Mark Hahn hahn at physics.mcmaster.ca
Fri Sep 29 10:49:48 PDT 2006


> very well taken.  There are an enormous number of people who could use "big 
> computation" if it were "easy to use" and "cheap enough".  $10K is a

maybe.  to me, if dell started selling $10k windows-cluster-in-a-box
that was really at the windows-drooler level, it would be a huge shame.
vast amounts of truely crappy jobs would be run, and vast amounts of 
cycles would be burned on the screen-saver.  I'm not arguing against
either the dumbing down into compute-appliances (where appropriate),
or against people spending their money as they see fit.  I just think
there is massive value in centralized compute facilities because users
can get programming help, professionally managed hardware, cheaper cycles 
and efficient interleaving of multiple user's bursts of demand.

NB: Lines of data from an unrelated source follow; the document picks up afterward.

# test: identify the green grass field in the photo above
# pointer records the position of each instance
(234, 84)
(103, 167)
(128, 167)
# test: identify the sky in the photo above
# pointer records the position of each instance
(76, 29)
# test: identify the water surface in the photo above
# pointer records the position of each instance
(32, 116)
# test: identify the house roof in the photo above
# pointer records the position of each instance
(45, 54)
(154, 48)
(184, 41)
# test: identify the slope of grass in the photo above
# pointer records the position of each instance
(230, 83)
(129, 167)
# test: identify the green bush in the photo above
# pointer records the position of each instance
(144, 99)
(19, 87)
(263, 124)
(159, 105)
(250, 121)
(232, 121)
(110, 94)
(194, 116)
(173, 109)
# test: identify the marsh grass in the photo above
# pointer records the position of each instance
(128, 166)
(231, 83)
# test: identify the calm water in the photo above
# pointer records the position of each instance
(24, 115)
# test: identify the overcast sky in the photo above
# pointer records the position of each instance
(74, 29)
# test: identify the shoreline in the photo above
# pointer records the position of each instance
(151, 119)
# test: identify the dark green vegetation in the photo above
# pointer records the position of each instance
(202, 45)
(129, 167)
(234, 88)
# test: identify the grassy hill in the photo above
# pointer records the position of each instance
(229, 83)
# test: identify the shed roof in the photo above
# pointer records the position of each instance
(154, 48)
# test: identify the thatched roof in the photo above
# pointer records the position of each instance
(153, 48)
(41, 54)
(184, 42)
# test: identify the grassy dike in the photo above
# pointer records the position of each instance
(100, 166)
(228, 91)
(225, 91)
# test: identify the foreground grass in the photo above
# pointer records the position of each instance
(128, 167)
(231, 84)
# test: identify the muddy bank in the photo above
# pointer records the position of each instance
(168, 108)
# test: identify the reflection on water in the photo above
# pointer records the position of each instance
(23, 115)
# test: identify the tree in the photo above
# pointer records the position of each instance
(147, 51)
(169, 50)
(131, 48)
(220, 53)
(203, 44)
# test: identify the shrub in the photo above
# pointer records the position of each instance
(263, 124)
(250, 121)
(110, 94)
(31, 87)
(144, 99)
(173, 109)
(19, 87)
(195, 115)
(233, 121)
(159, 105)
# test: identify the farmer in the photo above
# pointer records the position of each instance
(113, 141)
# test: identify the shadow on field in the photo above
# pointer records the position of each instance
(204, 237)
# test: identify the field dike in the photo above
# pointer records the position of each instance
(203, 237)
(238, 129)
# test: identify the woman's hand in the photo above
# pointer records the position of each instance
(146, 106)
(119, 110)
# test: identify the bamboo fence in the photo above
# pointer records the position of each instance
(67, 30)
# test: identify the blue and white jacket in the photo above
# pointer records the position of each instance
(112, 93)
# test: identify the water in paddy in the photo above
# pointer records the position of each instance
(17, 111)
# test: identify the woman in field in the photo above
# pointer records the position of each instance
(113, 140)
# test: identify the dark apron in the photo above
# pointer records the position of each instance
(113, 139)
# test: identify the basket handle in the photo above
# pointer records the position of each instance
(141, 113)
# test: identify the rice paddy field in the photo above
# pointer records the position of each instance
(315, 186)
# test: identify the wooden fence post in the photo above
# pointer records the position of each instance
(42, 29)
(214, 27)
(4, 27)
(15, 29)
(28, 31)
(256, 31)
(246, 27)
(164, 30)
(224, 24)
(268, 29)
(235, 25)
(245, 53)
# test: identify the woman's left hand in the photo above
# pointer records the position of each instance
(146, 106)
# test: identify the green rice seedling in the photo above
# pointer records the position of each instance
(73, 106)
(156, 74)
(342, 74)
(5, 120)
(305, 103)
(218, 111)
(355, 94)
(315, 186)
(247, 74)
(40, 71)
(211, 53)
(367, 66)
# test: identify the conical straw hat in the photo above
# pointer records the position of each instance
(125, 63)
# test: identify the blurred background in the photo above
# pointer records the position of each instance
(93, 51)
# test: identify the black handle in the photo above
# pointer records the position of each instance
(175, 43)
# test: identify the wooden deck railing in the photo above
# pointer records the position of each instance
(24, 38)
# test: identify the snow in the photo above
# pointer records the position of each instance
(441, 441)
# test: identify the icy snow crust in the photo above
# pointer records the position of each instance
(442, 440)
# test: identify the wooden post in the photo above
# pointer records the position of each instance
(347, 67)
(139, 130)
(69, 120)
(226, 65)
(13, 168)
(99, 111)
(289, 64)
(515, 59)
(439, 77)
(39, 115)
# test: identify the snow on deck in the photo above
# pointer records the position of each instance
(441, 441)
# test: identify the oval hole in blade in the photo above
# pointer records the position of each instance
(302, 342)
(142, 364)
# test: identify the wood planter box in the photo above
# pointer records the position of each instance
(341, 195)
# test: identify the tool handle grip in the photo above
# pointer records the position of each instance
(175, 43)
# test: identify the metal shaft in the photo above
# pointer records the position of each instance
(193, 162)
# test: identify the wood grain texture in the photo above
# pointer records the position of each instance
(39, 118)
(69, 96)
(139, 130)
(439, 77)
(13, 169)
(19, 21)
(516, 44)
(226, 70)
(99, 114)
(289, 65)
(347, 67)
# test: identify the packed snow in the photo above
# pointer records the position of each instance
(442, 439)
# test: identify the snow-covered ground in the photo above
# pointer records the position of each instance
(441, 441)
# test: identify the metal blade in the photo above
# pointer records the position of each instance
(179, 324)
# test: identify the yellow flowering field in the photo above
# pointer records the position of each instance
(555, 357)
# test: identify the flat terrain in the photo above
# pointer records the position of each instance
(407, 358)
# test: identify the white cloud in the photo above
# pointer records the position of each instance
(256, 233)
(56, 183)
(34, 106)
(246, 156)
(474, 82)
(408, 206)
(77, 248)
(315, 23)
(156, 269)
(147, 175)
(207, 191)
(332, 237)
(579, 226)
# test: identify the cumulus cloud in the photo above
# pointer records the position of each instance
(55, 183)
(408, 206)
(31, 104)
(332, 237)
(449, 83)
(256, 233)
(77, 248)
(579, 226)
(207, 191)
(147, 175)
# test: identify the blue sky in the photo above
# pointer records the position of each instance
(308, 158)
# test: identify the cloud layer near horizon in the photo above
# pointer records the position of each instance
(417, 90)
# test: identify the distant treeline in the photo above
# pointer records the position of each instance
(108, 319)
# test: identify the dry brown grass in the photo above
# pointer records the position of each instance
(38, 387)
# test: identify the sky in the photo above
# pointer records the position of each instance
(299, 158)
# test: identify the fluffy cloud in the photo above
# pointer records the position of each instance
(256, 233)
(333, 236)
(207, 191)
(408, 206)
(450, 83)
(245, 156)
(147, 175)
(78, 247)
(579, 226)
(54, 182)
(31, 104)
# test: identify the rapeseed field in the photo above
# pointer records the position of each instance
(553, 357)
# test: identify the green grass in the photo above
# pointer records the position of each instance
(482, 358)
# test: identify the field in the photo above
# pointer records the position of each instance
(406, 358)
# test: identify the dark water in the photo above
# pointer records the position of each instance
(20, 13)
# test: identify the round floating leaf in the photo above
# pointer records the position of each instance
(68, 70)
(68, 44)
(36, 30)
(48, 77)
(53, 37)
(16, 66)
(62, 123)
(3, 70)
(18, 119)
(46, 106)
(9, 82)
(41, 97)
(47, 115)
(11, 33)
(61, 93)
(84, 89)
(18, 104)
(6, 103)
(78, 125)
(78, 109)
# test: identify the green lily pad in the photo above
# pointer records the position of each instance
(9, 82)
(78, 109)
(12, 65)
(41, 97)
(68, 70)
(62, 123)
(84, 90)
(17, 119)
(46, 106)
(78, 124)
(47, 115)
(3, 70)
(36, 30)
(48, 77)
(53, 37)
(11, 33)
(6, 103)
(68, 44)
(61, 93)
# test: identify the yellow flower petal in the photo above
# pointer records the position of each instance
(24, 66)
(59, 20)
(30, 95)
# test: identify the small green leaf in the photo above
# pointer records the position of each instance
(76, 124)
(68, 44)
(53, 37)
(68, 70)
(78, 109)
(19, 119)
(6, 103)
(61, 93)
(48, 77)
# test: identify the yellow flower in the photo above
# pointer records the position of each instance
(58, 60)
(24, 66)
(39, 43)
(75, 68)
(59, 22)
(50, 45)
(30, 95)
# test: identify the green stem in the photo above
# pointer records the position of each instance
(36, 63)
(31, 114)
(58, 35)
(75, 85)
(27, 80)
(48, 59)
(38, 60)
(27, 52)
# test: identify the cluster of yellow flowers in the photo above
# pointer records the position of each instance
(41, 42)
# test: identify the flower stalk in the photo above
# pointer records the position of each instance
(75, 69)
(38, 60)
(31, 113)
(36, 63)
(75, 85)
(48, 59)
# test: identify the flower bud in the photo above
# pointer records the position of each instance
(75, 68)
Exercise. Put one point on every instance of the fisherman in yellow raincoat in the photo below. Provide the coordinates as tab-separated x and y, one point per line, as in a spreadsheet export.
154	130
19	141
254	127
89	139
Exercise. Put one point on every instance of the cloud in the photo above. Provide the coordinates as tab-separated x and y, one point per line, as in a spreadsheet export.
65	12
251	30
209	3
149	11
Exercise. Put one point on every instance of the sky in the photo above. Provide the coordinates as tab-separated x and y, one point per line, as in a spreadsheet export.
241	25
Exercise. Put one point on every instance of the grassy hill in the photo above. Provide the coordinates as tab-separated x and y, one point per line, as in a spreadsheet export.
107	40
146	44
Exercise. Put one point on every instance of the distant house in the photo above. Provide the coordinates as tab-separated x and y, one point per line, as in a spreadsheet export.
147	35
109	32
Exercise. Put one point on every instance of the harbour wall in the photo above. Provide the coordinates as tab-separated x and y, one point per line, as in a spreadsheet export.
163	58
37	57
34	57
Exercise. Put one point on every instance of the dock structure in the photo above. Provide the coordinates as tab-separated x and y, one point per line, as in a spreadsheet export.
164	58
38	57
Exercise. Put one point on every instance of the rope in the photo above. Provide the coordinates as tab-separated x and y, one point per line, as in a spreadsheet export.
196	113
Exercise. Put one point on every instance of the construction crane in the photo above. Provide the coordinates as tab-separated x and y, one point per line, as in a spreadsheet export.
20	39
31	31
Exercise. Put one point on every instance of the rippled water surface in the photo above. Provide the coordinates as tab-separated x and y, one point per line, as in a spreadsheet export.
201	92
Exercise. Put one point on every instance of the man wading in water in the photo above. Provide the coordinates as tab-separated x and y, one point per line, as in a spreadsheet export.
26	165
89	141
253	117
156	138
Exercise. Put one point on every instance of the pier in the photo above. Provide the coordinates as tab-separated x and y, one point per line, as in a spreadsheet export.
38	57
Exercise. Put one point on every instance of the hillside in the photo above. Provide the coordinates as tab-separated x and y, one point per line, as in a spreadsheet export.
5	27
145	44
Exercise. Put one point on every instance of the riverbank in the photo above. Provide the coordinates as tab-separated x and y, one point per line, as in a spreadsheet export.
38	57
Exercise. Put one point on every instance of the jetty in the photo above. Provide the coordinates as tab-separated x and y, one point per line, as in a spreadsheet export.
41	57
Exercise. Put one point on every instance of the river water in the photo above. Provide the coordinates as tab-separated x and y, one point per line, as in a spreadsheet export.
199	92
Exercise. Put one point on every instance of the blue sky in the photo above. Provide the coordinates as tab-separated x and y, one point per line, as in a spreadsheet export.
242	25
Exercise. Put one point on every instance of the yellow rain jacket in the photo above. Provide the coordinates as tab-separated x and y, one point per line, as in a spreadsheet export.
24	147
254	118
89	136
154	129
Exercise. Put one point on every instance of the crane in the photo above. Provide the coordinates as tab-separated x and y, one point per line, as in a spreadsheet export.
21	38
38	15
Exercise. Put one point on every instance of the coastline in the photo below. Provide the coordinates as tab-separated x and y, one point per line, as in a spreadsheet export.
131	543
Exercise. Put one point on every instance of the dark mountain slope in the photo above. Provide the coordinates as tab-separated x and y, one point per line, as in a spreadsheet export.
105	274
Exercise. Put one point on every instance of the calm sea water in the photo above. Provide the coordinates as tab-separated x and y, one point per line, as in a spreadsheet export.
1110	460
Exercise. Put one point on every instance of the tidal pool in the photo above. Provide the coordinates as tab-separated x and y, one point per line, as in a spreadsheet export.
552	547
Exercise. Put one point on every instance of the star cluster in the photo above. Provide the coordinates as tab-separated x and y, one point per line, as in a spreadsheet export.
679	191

admittedly, that is precisely the model I've spent my last 5 years on,
but I think it still makes sense.  it's not the only model, but it has 
some real advantages over others such as the one mentioned above, or 
the grid fantasy (fungible computation too cheap to meter).

but one of the other points in this thread was the current fad of
multi-cores.  let's face it - it's a fad, which doesn't imply that 
there's no substance driving it, or that it will vanish without a trace.
CPU designers are facing an embarassment of transistors at 65 or 45nm,
and a relatively no-thought way to use em up is just to replicate the 
same old design.  I _do_ mean to imply that this is a cop-out, and I 
really do believe that once we get to 4-core chips, someone will embarass
the other chip vendors by implementing a genuinely thoughtful 
microarchitectural response to the transistor surplus.  caches are great,
but scaling them to just use up the chip area is not smart.  relying 
on that approach is saying: I bet no one else in the industry is smart
enough to think of something better.

come on!  I'm not even a chip designer and I can think of lots of smarter
things to do.  create a "load-history cache" which, like a branch-history
cache, tries to figure out whether there's a predictable stream of loads
coming from one instruction.  provide an instruction which lets the 
programmer/compiler hint how many times to speculatively unroll a loop
(literature says there are plenty of useful speculation, and that the 
trick is to avoid drowning in it).  figure out an on-chip fabric that 
lets you have lots of independent register files without dumbly 
partitioning the chip into cores, since static partitioning always leads 
to fragmentation and poor utilization.  have a smarter cacheline
that will notice that it only gets re-used an average of 3 times in the 
57 clocks following enstatement, and so shifts itself into L3 proactively.
or notice that some code sequences are relatively urgent (dependent)
and others are pretty slack (speculatively unrolled iterations of a loop,
perhaps), so schedule them smarter.  how about a miss-history buffer that 
notices when you write a value to a non-owned line that later gets moved
to other cores and becomes shared, so preemptively updates them.

most of these ideas are crazy in one way or another, but they're a lot 
more interesting than more cookie-cutter chips...

and fundamentally, Amdahl's law argues against too-rabid multi-coring.